"Next Time Might Be Your Time" [Stream]

New Old Music: "Blue" Gene Tyranny: "Next Time Might Be Your Time" [Stream]

Few gestures are as reliably condescending as a Real Artist copping to pop music. In 2007, of course, this isn't a problem; not touting the aesthetic validity of, say, r&b is as gauche as it might've been 15 years ago to even consider it anything more than cheap vaudeville (before cultural studies programs enshrined cheap vaudeville). David Byrne talked doe-eyed about how neat Texas was; "Blue" Gene Tyranny actually lived there. Out of the Blue, originally from 1977 and reissued this year, never looks down its nose at pop, which actually makes it hilarious and revelatory-- Tyranny sounds like a foreign traveler who, not knowing the language properly, manages to do things with grammar and syntax a native speaker couldn't.

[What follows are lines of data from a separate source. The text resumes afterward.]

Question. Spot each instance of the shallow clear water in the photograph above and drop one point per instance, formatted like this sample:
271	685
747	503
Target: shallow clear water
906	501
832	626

The album's "The Next Time Might Be Your Time"-- I will spare the b.s. about how it could be a single from another planet, etc.-- is an orgy of weird ideas about what can and can't belong: a mix of light country swing, Eno-esque guitars, and peepshow sax; aloof stoner chatter like "What would the world be like when we see each other clear of all circumstance?" crammed into verse structure like bulbous taxidermy; and a long outro where everything speeds up, swirling into a twilight of poppin' bassoons and reggae stick guitar. Some might call it "proggy" until they realize, hell, it's just a tic leftover from Phil Spector's audio soap operas, remembering a time when feelings were Basic, Plenty, and Important, but not necessarily ground down to a formula or held with tongs.